Lorsqu’on rejette la lumière, il est possible de briller mais c’est une consomption à perte, qui ne produit rien. Le vrai rhéteur, celui qui est fidèle à Aristote et surtout celui qui se laisse habiter par une inspiration venant d’en haut, est capable de « transubstantier » les mots les plus simples. Il aiguise notre soif de connaître, notre appétit pour la nourriture solide. Paul Claudel notait, toujours dans son Journal, qu’ « écrire est mettre quelque chose de très-noir au bout de quelque chose de très-aigu » et qu’il faut écrire avec « de l’encre bouillante ». Cela s’applique aussi à la parole. Sinon, il s’agit ni plus ni moins d’un étranglement de la vérité. Ce qui se passe dans le domaine économique avec la monstrueuse mondialisation, se vérifie dans l’usage de la parole, dite ou écrite : une strangulation froide et rectangulaire, pour reprendre les mots de Charles Péguy. Lorsque les chiffres remplacent les hommes et que ces derniers s’inclinent devant ces nouveaux dieux, chacun se retrouve « acculé au pied des additions », comme le remarquait déjà Honoré de Balzac. Nous ne nous rendons pas compte que cette dérive de la rhétorique est un simulacre du Verbe révélé. Or celui qui mime, qui imite et qui singe est le Malin lui-même. Il ne lui reste plus que les mots qu’il susurre à l’oreille d’Eve, d’Adam et de nous tous. Il parle d’apparences alors que nous sommes faits pour connaître selon le plan de Dieu. Il nous asperge d’eau de rose en nous convainquant que nous sommes faits pour déguster les plaisirs d’une existence frivole, alors qu’il faudrait tailler dans cet enchevêtrement de ronces pour y trouver le vrai chemin.

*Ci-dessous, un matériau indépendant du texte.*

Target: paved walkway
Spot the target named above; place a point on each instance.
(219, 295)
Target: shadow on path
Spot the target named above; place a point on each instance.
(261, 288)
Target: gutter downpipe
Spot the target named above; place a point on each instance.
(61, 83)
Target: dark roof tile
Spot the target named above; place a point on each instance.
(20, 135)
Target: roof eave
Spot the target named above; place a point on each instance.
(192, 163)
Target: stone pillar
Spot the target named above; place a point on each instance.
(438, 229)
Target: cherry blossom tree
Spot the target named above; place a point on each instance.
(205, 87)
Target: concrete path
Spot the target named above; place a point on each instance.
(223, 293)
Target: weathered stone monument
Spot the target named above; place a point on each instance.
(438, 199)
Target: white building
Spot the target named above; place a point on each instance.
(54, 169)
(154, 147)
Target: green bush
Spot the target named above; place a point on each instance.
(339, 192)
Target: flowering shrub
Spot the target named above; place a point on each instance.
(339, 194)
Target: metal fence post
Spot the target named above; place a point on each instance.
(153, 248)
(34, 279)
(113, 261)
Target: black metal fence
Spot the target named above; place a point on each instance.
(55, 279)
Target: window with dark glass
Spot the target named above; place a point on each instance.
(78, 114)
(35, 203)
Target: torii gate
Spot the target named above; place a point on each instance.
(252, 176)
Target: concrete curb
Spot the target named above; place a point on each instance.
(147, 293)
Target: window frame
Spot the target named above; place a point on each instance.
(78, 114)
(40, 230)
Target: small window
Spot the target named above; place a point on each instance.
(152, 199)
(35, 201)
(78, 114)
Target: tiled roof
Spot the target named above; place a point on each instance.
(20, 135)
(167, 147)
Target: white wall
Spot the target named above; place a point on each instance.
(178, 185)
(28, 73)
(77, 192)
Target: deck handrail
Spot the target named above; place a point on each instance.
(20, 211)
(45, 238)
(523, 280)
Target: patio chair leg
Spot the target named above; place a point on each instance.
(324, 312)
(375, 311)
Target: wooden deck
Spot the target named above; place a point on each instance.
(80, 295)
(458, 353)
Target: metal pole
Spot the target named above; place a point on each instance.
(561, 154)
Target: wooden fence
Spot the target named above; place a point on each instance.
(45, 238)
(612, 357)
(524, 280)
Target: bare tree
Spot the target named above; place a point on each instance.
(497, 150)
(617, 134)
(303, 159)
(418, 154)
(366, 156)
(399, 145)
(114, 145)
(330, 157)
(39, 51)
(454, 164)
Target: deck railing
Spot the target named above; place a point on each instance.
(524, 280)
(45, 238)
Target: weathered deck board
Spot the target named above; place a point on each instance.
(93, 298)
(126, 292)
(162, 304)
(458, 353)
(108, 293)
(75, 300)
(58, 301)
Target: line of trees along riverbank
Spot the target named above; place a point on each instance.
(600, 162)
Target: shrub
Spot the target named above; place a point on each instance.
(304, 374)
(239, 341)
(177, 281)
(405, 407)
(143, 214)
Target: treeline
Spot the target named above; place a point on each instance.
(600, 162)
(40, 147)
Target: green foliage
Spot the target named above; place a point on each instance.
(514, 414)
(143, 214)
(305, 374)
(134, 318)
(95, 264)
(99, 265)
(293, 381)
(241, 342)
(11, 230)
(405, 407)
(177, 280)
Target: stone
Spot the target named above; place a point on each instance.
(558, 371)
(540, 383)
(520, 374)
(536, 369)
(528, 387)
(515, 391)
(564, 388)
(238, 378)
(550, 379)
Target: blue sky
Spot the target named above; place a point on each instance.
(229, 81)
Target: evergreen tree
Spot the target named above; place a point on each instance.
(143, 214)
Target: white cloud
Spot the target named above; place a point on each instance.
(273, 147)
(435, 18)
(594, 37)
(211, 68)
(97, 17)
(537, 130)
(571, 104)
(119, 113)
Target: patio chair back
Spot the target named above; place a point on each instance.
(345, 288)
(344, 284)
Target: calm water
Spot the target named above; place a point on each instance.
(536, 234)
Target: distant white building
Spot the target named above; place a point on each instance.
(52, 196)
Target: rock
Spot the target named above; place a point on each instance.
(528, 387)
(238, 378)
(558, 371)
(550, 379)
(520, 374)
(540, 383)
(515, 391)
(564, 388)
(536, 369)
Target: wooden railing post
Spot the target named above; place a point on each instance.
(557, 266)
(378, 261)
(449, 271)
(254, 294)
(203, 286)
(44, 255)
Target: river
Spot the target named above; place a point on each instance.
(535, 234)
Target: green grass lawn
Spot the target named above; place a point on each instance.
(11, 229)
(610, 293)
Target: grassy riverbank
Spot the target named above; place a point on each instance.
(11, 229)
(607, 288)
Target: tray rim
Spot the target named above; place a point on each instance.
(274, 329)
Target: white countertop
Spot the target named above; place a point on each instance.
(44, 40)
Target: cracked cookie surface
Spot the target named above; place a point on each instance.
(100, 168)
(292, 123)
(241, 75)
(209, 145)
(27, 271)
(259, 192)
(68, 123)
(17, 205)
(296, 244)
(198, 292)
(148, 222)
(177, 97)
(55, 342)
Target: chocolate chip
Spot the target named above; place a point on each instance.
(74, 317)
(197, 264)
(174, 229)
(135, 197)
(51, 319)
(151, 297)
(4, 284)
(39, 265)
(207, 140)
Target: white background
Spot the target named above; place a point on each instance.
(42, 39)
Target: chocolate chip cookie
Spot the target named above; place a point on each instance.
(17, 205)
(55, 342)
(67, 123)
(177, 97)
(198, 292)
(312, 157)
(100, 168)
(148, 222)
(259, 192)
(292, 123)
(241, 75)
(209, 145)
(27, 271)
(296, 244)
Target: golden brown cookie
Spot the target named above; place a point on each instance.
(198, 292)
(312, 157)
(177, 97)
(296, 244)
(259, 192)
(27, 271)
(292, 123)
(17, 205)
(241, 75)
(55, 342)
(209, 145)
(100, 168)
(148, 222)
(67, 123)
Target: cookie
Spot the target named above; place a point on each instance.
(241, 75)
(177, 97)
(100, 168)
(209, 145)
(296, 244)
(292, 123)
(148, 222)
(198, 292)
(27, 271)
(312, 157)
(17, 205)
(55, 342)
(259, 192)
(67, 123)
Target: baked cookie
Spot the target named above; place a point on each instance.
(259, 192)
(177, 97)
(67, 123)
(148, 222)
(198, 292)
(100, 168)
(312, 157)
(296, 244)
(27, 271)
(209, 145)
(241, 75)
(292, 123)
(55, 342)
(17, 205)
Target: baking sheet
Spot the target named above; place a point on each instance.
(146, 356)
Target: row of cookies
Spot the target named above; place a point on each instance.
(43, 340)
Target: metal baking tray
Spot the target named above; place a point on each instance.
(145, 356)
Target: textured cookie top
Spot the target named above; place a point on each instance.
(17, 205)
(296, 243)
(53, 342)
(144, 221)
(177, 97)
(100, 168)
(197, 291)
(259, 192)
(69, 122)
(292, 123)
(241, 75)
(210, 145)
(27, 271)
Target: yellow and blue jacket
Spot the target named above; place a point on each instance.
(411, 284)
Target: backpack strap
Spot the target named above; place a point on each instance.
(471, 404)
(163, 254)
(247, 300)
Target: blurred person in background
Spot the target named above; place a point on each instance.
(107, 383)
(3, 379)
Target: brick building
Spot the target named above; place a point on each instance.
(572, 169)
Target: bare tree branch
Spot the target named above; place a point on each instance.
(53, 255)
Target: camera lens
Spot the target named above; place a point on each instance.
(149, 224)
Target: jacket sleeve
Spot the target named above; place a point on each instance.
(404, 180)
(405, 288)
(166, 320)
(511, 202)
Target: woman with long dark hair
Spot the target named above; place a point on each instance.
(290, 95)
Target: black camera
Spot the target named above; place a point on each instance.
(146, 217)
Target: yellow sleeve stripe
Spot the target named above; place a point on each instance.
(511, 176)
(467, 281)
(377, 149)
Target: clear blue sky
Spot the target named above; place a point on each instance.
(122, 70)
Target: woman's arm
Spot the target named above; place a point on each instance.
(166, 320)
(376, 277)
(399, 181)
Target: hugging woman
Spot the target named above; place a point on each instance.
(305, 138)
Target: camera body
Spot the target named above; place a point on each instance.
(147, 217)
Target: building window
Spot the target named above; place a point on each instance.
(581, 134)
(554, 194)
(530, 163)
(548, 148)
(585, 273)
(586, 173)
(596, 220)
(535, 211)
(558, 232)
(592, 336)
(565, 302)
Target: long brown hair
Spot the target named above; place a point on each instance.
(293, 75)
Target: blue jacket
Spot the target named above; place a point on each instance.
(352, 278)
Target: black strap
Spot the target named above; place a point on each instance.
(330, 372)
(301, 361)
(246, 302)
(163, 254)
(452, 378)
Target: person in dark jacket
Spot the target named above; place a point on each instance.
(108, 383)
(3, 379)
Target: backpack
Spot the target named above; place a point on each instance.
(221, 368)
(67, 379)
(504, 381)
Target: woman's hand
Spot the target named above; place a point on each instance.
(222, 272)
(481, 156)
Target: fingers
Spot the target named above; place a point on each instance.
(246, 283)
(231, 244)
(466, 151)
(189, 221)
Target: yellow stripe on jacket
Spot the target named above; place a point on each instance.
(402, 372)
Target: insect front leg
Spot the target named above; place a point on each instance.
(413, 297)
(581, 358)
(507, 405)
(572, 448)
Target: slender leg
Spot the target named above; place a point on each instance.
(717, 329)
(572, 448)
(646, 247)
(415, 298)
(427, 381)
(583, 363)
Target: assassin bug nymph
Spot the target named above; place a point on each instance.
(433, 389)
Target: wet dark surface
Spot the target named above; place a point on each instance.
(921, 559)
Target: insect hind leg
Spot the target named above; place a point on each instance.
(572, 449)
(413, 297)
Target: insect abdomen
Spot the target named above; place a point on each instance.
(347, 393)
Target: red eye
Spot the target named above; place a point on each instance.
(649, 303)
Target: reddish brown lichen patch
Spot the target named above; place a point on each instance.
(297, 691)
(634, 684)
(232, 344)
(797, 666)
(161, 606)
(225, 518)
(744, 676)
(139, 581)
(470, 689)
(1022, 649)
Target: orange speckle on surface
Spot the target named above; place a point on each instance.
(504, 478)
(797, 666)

Les paroles qui chatouillent notre moi vaniteux et paresseux ne nous aident guère à devenir ce que nous sommes. Mieux vaut pour nous la parole qui tranche comme une serpe d’or. Les Français ont peur désormais des plaies ouvertes. Ils adulent ceux qui les recouvrent d’une gaze fragile et qui laissent ainsi la pourriture s’étendre. Il est temps de réagir et de crier à la face de ceux qui nous cajolent en nous mentant que leur rhétorique n’est plus qu’un attrape-mouche inutile et désuet. Tournons-nous plutôt vers le petit reste qui ne cherche pas à nous confondre, à nous tromper mais qui nous aide à grandir.